The ZnO template formed from tetrapod nanostructures (ZnO-T) was prepared on fluorine-doped tin oxide-coated (FTO) glass by screen-printing, and CuO nanoparticles (CuO NPs) were modified on the surface of the ZnO nanostructure using the precursor method to enhance the electrochemical activity for glucose detection via higher surface area and direct electron transfer. Another reason for using this method is that the electrode requires the growth of nanostructures directly on its surface to connect the nanostructures to the electrode seamlessly. After completing the preparation, field-emission scanning electron microscopy (FESEM), energy dispersive spectroscopy (EDS), and X-ray diffraction (XRD) were used to assess the quality of the materials. Finally, the CuO NP-modified ZnO-T grown on the FTO electrode (CuO/ZnO/FTO) was ready to be effectively used to detect glucose concentration by electrochemical cyclic voltammetry to promote fast electron transfer. This modified electrode also showed excellent electrochemical performance for glucose detection, with high reproducibility, repeatability, and stability. Therefore, the non-enzymatic sensor proved promising for sensing applications in real-time samples.

2. Materials and Methods

Chemicals and Instruments Copper (II) sulfate pentahydrate (CuSO₄·5H₂O, 98+%), sodium hydroxide (NaOH, 97+%), and sodium chloride (NaCl, 97+%) were ordered from UNI-ONWARD CORP (New Taipei City, Taiwan). D (+)-Glucose (97.5%) was obtained from Merck KGaA (Darmstadt, Germany). All chemicals were used as received, without further purification. All electrochemical experiments were conducted at room temperature and performed on a PGSTAT204 electrochemical workstation system (Metrohm, Herisau, Switzerland). A classical three-electrode cell was used, with a Pt wire counter electrode, a CuO/ZnO/FTO working electrode, and Ag/AgCl as the reference electrode. All potentials were reported with reference to the Ag/AgCl electrode.

The morphologies of the ZnO/FTO and CuO/ZnO/FTO samples were examined using a field emission scanning electron microscope (FESEM) (JSM-7610F Plus, JEOL, Tokyo, Japan).
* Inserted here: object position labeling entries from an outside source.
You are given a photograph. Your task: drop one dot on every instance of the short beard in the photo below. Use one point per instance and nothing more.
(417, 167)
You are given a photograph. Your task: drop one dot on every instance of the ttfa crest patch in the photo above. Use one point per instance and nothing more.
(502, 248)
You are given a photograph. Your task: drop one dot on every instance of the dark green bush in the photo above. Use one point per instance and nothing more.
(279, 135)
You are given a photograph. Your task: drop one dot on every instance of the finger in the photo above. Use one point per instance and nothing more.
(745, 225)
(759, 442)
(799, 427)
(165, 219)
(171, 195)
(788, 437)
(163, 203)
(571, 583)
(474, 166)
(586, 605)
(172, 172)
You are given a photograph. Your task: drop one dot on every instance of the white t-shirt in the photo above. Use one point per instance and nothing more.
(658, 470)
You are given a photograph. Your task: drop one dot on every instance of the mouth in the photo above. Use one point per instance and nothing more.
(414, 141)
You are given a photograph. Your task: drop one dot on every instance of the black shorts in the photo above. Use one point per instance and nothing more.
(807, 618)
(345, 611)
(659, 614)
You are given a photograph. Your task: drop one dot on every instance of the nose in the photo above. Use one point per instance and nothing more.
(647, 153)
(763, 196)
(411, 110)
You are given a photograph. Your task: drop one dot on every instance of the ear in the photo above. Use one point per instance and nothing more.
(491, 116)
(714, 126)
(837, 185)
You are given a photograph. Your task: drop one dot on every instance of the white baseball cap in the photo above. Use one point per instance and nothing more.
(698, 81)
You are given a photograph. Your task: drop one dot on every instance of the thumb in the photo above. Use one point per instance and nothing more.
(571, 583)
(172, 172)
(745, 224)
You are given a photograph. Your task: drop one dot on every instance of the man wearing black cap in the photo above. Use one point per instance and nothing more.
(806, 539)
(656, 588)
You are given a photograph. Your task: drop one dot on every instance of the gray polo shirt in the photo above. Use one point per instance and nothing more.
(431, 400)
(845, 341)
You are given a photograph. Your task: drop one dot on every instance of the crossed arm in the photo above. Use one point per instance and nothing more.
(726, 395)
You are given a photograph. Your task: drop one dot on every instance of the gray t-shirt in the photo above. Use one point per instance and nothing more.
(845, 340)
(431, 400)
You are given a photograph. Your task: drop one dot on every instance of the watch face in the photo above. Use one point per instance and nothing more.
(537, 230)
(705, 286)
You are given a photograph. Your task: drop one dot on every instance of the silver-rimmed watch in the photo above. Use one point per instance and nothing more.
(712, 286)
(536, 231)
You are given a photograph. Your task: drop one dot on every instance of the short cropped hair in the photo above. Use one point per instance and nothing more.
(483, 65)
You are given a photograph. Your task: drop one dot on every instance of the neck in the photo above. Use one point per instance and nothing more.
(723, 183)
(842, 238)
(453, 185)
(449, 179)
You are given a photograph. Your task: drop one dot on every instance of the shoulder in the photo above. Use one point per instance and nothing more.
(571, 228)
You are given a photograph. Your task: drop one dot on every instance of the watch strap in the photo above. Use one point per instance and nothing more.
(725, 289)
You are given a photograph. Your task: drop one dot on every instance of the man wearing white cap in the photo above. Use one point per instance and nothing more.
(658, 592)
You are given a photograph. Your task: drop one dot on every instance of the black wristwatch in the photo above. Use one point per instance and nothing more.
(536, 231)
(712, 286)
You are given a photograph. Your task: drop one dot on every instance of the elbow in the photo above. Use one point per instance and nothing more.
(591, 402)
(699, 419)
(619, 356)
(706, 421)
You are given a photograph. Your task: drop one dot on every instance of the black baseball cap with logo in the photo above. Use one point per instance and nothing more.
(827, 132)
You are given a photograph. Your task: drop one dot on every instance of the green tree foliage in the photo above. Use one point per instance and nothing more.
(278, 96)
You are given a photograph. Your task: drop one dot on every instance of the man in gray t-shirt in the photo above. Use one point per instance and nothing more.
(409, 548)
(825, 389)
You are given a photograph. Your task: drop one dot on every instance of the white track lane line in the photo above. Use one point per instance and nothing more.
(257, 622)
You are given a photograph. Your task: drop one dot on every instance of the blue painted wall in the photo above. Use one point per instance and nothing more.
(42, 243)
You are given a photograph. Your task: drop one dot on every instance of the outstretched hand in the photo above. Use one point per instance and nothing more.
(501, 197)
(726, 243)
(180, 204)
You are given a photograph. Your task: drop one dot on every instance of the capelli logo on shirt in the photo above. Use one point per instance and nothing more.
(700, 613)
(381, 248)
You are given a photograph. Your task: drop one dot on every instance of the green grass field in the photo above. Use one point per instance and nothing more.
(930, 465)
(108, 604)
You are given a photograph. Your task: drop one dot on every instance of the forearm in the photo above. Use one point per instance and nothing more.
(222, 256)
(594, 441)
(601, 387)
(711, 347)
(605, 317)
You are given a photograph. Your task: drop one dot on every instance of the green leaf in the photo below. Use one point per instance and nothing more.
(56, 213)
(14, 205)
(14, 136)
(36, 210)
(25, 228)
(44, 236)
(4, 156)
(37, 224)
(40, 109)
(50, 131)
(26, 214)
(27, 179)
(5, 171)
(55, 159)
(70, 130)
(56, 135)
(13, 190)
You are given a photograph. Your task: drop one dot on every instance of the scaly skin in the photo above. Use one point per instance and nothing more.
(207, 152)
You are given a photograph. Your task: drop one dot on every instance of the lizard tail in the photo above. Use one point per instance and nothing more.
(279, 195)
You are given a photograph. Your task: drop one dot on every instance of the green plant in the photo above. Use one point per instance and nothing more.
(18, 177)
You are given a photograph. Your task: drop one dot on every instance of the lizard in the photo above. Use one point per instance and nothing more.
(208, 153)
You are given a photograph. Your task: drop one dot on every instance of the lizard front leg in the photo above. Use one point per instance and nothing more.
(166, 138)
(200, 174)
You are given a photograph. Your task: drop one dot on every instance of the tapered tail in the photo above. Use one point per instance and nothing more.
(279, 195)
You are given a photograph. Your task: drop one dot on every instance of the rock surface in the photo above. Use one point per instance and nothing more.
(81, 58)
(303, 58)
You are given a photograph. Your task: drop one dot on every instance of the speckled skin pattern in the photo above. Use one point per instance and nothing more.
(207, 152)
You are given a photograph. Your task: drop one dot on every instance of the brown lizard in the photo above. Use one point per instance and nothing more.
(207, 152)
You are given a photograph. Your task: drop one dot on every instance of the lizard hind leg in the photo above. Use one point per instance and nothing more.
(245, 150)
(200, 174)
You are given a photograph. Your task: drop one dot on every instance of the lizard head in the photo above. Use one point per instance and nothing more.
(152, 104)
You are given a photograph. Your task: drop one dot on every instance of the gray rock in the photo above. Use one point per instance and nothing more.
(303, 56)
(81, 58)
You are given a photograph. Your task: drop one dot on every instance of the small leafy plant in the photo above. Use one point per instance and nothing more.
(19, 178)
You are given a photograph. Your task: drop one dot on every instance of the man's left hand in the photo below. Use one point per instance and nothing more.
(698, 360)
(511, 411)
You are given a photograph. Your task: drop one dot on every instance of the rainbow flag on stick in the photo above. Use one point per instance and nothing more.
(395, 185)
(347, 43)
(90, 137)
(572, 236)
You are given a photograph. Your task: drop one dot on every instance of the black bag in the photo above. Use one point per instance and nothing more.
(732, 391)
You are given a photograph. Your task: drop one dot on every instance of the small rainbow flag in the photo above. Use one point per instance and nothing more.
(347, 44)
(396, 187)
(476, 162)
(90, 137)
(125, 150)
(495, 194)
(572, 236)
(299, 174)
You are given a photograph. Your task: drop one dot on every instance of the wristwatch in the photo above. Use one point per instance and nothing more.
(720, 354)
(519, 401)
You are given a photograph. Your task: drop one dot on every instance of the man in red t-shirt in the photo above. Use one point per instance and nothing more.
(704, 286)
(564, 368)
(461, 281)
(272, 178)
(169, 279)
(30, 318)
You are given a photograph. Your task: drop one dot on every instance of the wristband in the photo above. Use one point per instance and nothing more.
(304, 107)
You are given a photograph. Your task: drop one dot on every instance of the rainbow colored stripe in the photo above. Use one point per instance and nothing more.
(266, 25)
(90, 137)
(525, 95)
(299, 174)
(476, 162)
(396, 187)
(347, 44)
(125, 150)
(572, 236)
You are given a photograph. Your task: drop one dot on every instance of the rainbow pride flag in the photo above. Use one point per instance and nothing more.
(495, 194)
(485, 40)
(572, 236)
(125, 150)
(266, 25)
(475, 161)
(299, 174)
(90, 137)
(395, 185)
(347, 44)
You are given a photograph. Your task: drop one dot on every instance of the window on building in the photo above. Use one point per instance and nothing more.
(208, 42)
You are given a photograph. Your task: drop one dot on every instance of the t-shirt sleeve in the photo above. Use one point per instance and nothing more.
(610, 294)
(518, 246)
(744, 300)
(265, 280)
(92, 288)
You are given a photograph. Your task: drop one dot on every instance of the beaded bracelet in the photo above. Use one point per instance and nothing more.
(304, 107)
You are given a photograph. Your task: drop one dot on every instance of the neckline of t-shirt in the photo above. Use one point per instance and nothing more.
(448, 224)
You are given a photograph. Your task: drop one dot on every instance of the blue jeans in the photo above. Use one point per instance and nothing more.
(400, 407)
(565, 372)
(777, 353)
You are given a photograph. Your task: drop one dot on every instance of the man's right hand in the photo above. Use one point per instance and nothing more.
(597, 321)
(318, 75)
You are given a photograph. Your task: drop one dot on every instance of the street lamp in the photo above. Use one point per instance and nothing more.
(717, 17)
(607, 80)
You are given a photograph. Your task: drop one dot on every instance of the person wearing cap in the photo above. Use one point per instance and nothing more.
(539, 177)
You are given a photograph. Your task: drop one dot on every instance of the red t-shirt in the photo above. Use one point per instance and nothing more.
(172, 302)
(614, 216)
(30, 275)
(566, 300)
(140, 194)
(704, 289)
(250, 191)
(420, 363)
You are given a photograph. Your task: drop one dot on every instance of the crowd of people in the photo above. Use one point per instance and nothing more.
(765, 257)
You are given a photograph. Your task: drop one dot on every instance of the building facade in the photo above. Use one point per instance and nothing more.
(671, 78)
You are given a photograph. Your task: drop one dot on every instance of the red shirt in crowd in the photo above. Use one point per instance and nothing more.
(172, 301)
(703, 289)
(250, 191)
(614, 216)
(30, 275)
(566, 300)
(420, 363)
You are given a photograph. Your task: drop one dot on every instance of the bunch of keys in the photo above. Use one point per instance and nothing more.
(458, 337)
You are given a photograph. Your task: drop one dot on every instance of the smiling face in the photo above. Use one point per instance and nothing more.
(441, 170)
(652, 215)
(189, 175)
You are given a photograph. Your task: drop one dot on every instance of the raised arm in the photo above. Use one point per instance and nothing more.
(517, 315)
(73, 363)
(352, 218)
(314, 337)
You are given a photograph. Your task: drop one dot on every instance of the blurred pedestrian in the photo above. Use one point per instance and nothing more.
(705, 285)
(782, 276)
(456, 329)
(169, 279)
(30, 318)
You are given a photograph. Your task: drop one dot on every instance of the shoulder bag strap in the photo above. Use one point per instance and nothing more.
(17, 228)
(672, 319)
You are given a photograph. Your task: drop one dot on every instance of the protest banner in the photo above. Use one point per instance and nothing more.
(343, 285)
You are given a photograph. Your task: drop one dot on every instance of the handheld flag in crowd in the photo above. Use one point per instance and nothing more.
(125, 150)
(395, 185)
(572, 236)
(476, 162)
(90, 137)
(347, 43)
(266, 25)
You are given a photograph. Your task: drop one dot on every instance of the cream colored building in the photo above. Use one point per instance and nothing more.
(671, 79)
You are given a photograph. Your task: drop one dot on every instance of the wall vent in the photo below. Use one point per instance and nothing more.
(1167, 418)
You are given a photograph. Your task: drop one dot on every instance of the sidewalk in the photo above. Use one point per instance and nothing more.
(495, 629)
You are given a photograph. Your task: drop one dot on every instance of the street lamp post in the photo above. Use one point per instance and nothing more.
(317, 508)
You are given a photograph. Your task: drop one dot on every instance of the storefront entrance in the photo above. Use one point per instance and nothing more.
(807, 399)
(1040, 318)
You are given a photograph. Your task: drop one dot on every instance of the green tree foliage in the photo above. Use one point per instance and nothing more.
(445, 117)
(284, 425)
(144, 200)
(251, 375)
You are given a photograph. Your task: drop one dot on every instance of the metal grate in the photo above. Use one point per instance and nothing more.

The SEM was also equipped with an energy-dispersive X-ray spectroscopic (EDS) system for elemental analysis.

Fabrication of ZnO Nanostructural Template on FTO the production of tetrapod-like ZnO nanoparticles can easily reach 1 kg/h via the DC thermal plasma reaction method. The detailed synthetic procedure and its relative characterizations have been discussed in previous studies [41]. The ZnO paste for screen-printing was prepared typically by mixing tetrapod-like ZnO nanoparticles, ethyl cellulose (EC) and terpineol (anhydrous, #86480, Fluka, Buchs, Switzerland). The detailed procedure is as follows: EC (5–15 mPas, #46070, Fluka) and EC (30–70 mPas, #46080, Fluka) were dissolved in ethanol to yield a 10 wt.% solution, and then 12 g EC (5–15) and 12 g EC (30–70) were added to a round-bottomed rotavap flask containing 12 g ZnO nanoparticles and 25 g terpineol. The mixture paste was dispersed in an ultrasonic bath, and a rotary evaporator (BUCHI V850, BÜCHI, Flawil, Switzerland) was used to remove residual ethanol and water from the mixture. The final formulations of the ZnO pastes were prepared using a three-roll mill (E50, EXAKT, Oklahoma City, OK, USA). The ZnO templates were prepared by screen-printing 0.28 cm² ZnO films with a 20 μm thickness on FTO substrates (Nippon Sheet Glass Co. Ltd., 10 Ω/sq, 3 mm thickness, Tokyo, Japan). The films were then gradually heated at 350 °C in the presence of O₂ supply for 30 min, to remove any organic material in the paste, and then they were cooled to room temperature for further use.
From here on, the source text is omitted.